Assisted by those learned in religion, I looked into whether the corpus of Jewish prayers refers specifically to the Holocaust. If you guessed it does not, you are correct.



Historians of the Jewish people have always been skilled in censoring past chapters of Jewish life which were likely to contradict the story they wished to tell, and perhaps correctly so. History described by Jewish historians is not without manipulations, but perhaps all historians with national religious goals do so. But no one before has dared to conduct such a huge manipulation regarding events that involved the fate of millions.

OTHER PAINFUL events in the history of the Jewish people have made their way into the Jewish canon. Part of the High Holy Day liturgy is a prayer that shocked me when I was a boy, opening with, “Let us now relate the power of this day’s holiness...”

and ending with, “And repentance, prayer and charity avert the evil decree.” Could one have said this during the Holocaust? And is this possible to say post- Holocaust? The aforementioned liturgical poem, attributed to Rabbi Amnon of Mainz, refers to the pogroms by the crusaders of the First Crusade in Mainz. Various versions of what happened exist, but the main assumption is that about 700 Jews were murdered in one pogrom. This event has been the focus of heartrending attention in the High Holy Day prayer book, which makes it even stranger that there is no reference to the Holocaust in the canon of prayers, no mention of the genocide of six million Jews.

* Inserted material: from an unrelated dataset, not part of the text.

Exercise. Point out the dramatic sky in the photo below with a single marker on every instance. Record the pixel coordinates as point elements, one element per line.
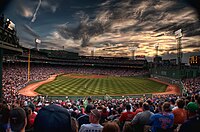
<point>109,27</point>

People who wonder about this can ask the leaders of the haredi community, who know how to dispatch their flocks to lifesaving jobs, such as protecting graves thousands of years old (many belonging to non-Jews), but who fall silent about the Holocaust, since it contradicts their stance on Zionism. Even on official remembrance days, some of the most extreme haredim defile the Israeli flag in a no-holds-barred struggle against Zionism.

Step by step, course by course, with Zionist deeds, thought and financing, the haredi ghetto is being rebuilt in the Zionist state.

The writer is director of the Jerusalem-based OT Institute.